Le constat est implacable. Après la clôture des dépôts des listes des candidats aux législatives de novembre, on se rend tout de suite compte que ce sont les ministres du gouvernement de Christophe Joseph Marie Dabiré qui occupent la tête de liste dans la plupart des provinces où ils ont voulu être candidats. A moins qu’ils aient été contraints. Que ce soit au Mouvement du peuple pour le progrès (MPP), au Parti pour la renaissance (PAREN), à l’Union pour le renaissance/Parti Sankariste (UNIR/PS), tous les ministres sont dans les rangs à la conquête d’un siège à l’Assemblée nationale. Ce qui appelle deux analyses importantes.

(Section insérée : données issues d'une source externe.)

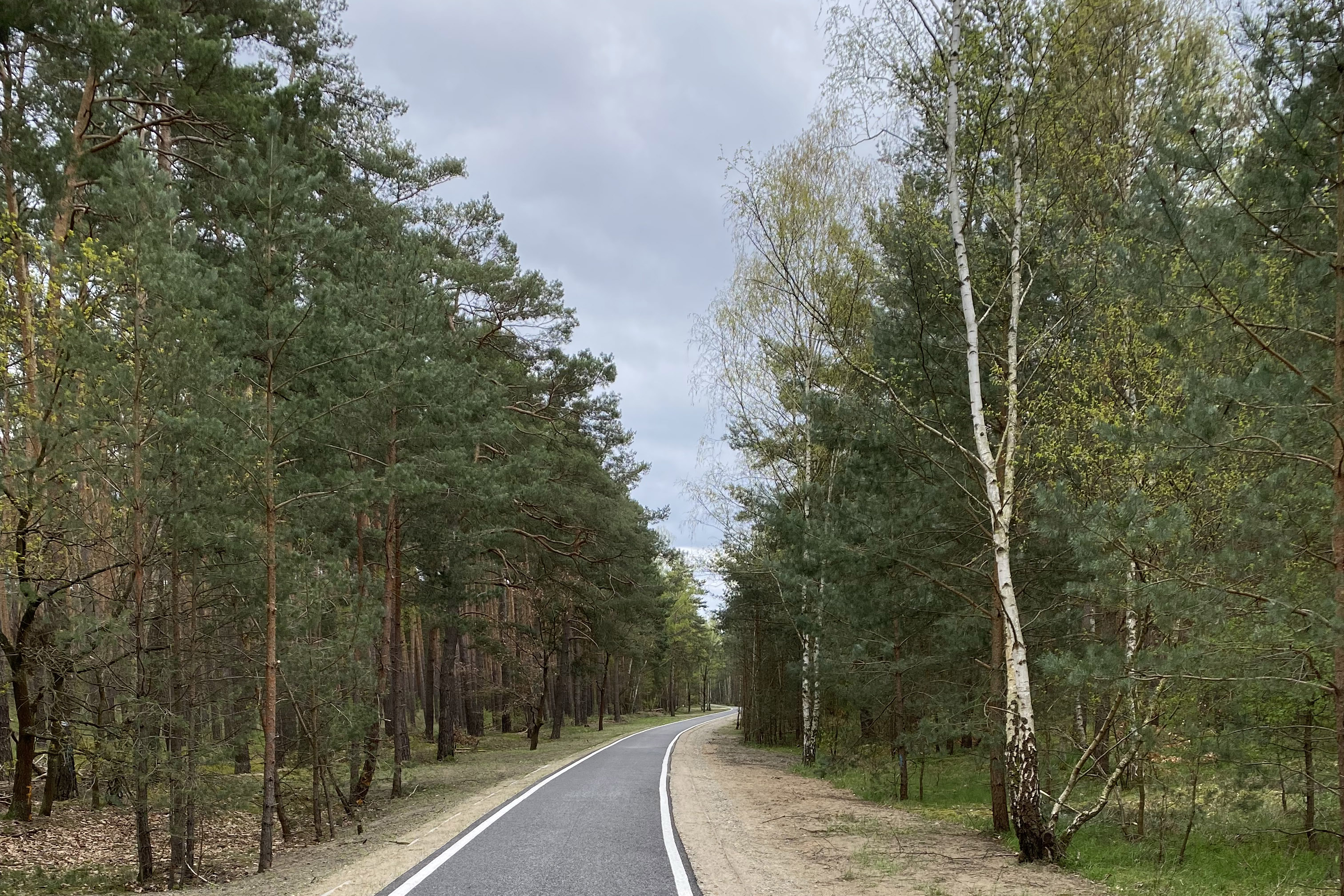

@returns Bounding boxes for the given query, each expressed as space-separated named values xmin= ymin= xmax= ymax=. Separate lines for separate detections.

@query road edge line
xmin=378 ymin=719 xmax=731 ymax=896
xmin=656 ymin=709 xmax=731 ymax=896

La première est que les partis politiques actuellement à l’Assemblée nationale se sont rendus compte qu’ils ne peuvent pas compter sur les actuels députés pour remporter la majorité. La plupart d’entre eux étant peu connus. En d’autres termes, cela remonte aux élections de 2015 où ces partis avaient fait avec ce qu’ils avaient sous la main. Aujourd’hui, les données politiques ont changé et il faut recomposer sérieusement la classe politique. Surtout à l’Assemblée nationale où on a besoin de matière grise de qualité pour légiférer, consentir l’impôt et contrôler l’action du gouvernement sur le terrain. Car pour son deuxième mandat, le président Roch Marc Christian Kaboré aurait besoin d’hommes et de femmes capables d’impulser véritablement le développement. C’est de cela que les Burkinabè ont besoin. Le président, son parti et tous les autres qui l’accompagnent en sont véritablement conscients. Du reste, les législatives et la présidentielle se déroulant en même temps, ils n’ont pas le choix que de descendre dans l’arène pour soutenir et faire gagner le président avec qui ils ont travaillé au cours du mandat finissant. Autant que lui, ils partagent le bilan. En termes de résultats positifs que de résultats moins positifs.

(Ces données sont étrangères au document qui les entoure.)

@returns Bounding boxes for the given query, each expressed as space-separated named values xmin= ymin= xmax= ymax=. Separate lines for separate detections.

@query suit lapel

Le deuxième aspect est que financièrement, les ministres semblent plus en mesure de mener une véritable campagne. Non pas parce qu’ils ont la possibilité de puiser dans les caisses de l’Etat, mais parce que leur fonction les prédispose à pouvoir bénéficier de soutiens tant à l’intérieur qu’à l’extérieur du pays.

Malheureusement, cette situation n’est pas sans créer des frustrations. Certains des députés actuellement en poste voudraient bien retrouver leur siège après le 22 novembre. Ce qu’ils ne pourront pas, parce que les positionnements tels qu’ils sont signalés sur les listes ne le leur permettront pas. Dans la plupart des provinces, la bataille sera très rude. Si bien qu’il n’est pas évident que les partis de la majorité actuelle s’en sortent avec un score à la soviétique.

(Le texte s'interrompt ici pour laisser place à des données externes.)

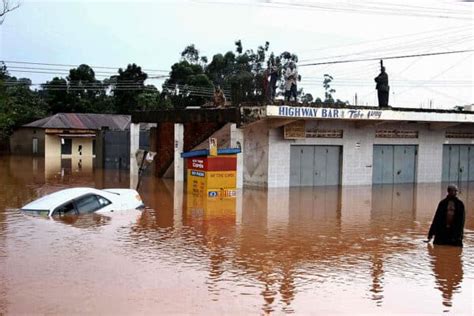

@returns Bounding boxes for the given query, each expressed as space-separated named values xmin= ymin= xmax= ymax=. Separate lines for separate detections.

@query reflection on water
xmin=0 ymin=157 xmax=474 ymax=314
xmin=428 ymin=245 xmax=463 ymax=307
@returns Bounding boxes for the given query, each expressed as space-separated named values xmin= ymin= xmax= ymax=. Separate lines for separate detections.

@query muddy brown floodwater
xmin=0 ymin=156 xmax=474 ymax=315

En outre, la plupart des partis politiques qui ont accompagné le président Kaboré ne mobilisent plus comme par le passé. A l’exercice du pouvoir, le langage n’étant plus le même, les militants pensent avoir été trahis et pourraient sanctionner dans les urnes certains d’entre eux.

C’est dans ce contexte politique assez incertain que les uns et les autres se présenteront devant les électeurs. Qui, seuls auront la lourde responsabilité de choisir le nouveau personnel politique qui va diriger le Burkina Faso pendant les cinq prochaines années. Pourvu que cela se passe dans la transparence, dans l’équité et dans le respect mutuel.